Benchmarking test environment

We set up an environment for the benchmarking testing as shown in Figure 1, where an inferencing server executes tests with an image as input and JSON text as output. Scripts were run to measure inference time and resource usage.

Figure 1. Environment Diagram for Benchmarking Test

Environment diagram that shows benchmarking test script and the inferencing service

We used NVIDIA Jetson TX2, IBM Power AC922, and IBM Power IC922 as the edge devices. We use the term edge devices as the generalized term for the inferencing hardware at the edge in this article, since the IBM Power servers AC922 and IC922 are technically servers and not just devices. See Table 1 for the platform details and CUDA libraries versions for the three devices.

Table 1. Hardware detail
Jetson TX2 IC922 AC922
arch Aarch64 ppc64le ppc64le
OS NAME=”Ubuntu” VERSION=”18.04.4 LTS (Bionic Beaver)” NAME=”Red Hat Enterprise Linux Server” VERSION=”7.9 (Maipo)” NAME=”Red Hat Enterprise Linux Server” VERSION=”7.9 (Maipo)”
CUDA Version 10.0 10.2 10.2
GPU 1 256-core NVIDIA Pascal GPU 4 Tesla T4 4 Tesla V100-SXM2
MEM 7860MB 15109MB 16160MB

Benchmarking tests

We described the details on how AI models are used for parts inspection in our previous articles. Different AI models were chosen based on their accuracy, resources needed to run inference on different edge devices, and environments. In this article, we take a closer look at how those models perform and compare.

The benchmarking tests consist of three parts:

  • Part 1. Measure inference time and system resources comparing two object detection models on the Jetson TX2 and Power devices.
  • Part 2. Measure inference time and system resources for two object detection models running on Jetson TX2 device.
  • Part 3. Measure inference time and system resources for two object detection models running on Power servers.

Part 1: Inference time comparison for AI models

Two types of models were chosen: Faster R-CNN and YOLOv3, both trained from the same dataset. The objective is to characterize the performance difference between FRCNN and YOLOv3 on TX2 versus power servers (GPUs). Therefore, we measured only pure inference time and excluded model loading time from our reporting.

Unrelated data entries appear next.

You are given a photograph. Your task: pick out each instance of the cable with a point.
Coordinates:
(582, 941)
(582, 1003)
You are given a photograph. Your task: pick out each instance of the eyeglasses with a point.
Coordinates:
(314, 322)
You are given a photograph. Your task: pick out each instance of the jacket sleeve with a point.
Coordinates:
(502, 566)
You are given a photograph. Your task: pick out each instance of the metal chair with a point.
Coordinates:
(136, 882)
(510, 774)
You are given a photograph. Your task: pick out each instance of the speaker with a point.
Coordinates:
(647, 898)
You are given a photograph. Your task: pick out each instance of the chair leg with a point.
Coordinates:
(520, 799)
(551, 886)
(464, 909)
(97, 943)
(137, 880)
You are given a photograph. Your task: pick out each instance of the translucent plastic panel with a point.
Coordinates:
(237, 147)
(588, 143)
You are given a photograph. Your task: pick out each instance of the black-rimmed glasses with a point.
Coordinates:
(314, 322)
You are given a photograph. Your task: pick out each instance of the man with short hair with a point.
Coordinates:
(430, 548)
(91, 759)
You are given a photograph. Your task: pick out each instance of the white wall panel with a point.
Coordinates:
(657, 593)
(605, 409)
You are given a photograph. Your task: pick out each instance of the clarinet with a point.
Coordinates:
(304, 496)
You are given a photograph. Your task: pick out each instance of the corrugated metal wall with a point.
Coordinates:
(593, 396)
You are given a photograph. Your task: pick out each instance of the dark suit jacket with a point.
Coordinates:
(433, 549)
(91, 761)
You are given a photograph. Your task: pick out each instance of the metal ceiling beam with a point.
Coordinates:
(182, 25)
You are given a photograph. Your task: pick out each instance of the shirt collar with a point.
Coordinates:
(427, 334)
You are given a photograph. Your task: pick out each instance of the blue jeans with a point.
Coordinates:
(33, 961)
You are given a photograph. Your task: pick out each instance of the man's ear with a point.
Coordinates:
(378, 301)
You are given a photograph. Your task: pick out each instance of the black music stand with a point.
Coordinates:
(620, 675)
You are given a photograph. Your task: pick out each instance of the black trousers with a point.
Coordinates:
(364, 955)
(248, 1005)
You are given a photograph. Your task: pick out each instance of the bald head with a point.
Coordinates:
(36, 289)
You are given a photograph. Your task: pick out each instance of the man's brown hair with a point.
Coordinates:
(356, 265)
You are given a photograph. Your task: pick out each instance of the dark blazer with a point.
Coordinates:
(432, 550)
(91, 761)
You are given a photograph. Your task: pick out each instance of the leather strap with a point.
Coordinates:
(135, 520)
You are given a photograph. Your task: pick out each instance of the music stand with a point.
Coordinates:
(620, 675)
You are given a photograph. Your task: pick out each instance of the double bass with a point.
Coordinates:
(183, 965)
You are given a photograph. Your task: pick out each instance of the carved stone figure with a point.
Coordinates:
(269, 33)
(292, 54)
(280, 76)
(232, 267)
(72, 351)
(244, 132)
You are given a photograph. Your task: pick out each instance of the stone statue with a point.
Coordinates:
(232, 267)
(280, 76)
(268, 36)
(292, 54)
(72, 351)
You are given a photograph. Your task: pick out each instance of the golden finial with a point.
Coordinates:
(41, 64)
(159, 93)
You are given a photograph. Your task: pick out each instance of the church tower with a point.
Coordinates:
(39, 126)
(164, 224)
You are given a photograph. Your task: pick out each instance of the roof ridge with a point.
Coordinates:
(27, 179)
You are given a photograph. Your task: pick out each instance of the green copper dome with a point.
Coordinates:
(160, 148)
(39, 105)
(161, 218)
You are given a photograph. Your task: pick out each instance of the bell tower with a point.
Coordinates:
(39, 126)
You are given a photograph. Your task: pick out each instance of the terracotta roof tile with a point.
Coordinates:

The details of the two models are shown in Table 2.

Table 2. Model details for Part 1 benchmarking
Faster R-CNN YOLOv3
MVI version
Accuracy 0.9701 0.9937
Model Size 484.6 MB 436.6 MB

The results of the benchmarking tests are shown in Table 3.

Table 3. Inference time for FRCNN vs YOLOv3
Hardware Faster R-CNN YOLOv3
AC922 0.983 sec 0.066 sec
IC922 1.215 sec 0.196 sec
Jetson TX2 4.657 sec 0.719 sec

The results showed that inferencing time on Power servers is approximately 25% of that in Jetson platforms due to the significant difference in resources. Between the two types of Power servers, AC922 showed better inferencing performances than IC922. The YOLOv3 model is faster than Faster R-CNN on all three platforms as an expected result of the nature of the neural networks that are used in YOLOv3 and Faster R-CNN.

Part 2: Characterization of memory, CPU, and network limits for inferencing in TX2

This part involved two object detection models, Faster R-CNN, and Single Shot Detector (SSD), trained from different dataset. The objective of Part 2 of our benchmarking tests was to characterize memory, CPU, and network limits when using TX2 as the edge devices for production workload.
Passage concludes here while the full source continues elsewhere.